Caching is a bit tricky. While I want the names to stay consistant, I also want to be able to change the images at anytime. What I want is the browser to cache kitten.jpg until next year, or until I decide that I want a different kitten image and it should pick the new kitten.jpg (almost) immediately.
I have seen this problem solved in Ruby on Rails. What they did is append some query string identifier as part of the image. So instead of retrieving kitten.jpg, you would retrieve kitten.jpg?mittens. When the image changed, so did the identifier to something like kitten.jpg?bucket. This lets you cache aggressively, while still being able to change the image fairly regularly. (I am aware of other headers such as Last-Modified that might be a better solution. But from my understanding that only works with documents and not images. If an image is cached, the browser will use it until it expires as opposed to doing a HEAD request to see whether the Last-Modified date changed. I could be wrong about this).

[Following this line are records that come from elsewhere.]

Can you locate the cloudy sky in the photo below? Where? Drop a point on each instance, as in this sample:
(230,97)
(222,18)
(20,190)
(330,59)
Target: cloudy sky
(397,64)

I decided to do something similar, in that the md5 of the file will be appended.
The other thing I was missing was prefetching. I understand I could easily do this by hiding a bunch of images in the HTML page, or dynamically creating an Image object and setting the source. But this is 2011 dammit. We have standards that were promised, and behold link prefetching! It turns out only Mozilla and Webkit support this, which is lame. But that’s fine considering this website is only for my use.

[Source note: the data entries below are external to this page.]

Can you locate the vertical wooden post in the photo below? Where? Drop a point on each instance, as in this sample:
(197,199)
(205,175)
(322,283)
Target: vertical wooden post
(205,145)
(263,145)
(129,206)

I put in a pretch link using this method and used Firebug’s net panel to see whether it was working. And apparently it didn’t. I found out much later on that Firebug doesn’t capture it. You have to look at the server’s access log so see whether the image was retrieved.
Next, I checked out Mozilla link prefetching FAQ, which informed me that URLS with query strings are not prefetched. I found out much later that this is a lie (and removed it). This was actually fixed back in 2003 by someone who also thought it was stupid.
So here I am, also at 01:00. Reheated a plate of pasta and now enjoying some lukewarm soup. I promised myself yesterday I would be in bed by 23:00 at the latest. Tomorrow will be unpleasant, but at least this feels accomplishing.